Он силой вернул пожилого полковника на место и поднялся сам; в руке все еще подрагивал развернутый листок теперь уж прочитанного до конца письма…

– Ты классный летчик и не хрена тебе там делать, – по-дружески хлопнул он по плечу авиатора и решительно направился к Бондарю, на ходу поясняя свое решение: – У меня все ж таки имеются определенные навыки. Авось, там – в логове Шахабова, сгодятся.

– Послушай, Эдуардыч, – поморщился Бондарь. – Давай-ка, хорошенько подумаем – у нас еще имеется несколько минут…

Подполковник Щербинин, пару месяцев назад назначенный заместителем Львовского, пока еще оставался для генерала незнакомым человеком. Потому-то с такой легкостью он и откликнулся на его смелое предложение отправиться в бандитский стан. А вот Львовский… С ним связывала давняя дружба, годы совместной службы в различных горячих точках и полное взаимопонимание.

И рисковать его жизнью страсть как не хотелось.

Но Алексей Эдуардович в абсолютном безмолвии тихо произнес:

– Ты не хуже меня знаешь: другого выхода у нас просто нет.
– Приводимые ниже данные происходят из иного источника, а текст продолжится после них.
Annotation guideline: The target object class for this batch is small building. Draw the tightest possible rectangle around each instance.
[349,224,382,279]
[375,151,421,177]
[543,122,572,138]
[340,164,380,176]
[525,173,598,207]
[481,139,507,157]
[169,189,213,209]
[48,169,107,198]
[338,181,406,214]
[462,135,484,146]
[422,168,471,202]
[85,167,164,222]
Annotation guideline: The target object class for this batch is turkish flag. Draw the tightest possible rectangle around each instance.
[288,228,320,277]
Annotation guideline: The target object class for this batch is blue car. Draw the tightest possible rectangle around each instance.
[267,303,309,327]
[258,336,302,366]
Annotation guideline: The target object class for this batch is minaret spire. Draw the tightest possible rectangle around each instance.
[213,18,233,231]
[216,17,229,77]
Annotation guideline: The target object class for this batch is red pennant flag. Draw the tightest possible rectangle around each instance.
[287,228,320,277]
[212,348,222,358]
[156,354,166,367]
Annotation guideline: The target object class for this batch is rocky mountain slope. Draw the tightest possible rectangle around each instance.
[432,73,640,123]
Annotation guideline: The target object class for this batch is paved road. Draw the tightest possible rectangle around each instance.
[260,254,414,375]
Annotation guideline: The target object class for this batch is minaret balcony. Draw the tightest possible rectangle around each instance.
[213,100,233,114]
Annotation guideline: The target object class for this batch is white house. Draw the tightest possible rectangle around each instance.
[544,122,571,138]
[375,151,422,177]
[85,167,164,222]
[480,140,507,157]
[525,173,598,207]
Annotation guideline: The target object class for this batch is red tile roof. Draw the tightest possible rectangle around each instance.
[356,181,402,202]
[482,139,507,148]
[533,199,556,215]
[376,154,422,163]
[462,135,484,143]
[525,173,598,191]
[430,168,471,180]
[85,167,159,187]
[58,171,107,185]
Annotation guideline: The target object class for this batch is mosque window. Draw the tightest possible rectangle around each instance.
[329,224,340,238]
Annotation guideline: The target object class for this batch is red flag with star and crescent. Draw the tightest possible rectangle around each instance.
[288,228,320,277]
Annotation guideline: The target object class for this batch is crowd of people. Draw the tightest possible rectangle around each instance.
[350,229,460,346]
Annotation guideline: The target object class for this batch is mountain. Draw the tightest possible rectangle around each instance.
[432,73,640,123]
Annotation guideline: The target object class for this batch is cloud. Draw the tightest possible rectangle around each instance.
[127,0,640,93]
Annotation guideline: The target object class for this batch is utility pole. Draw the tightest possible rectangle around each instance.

– Может, предложить ему в обмен на наших солдат три-четыре десятка отпетых бандюганов, что томятся в Чернокозовском СИЗО? – потерянно предложил боевой генерал, – так сказать: один к трем?..

– Брось… Его не устроят никакие коэффициенты. Шахабов отвечает за подготовку резерва для армии Ичкерии и плюс-минус полсотни воинов Аллаха для него сущая безделица. Эмиру нужен я – командир «Шторма»…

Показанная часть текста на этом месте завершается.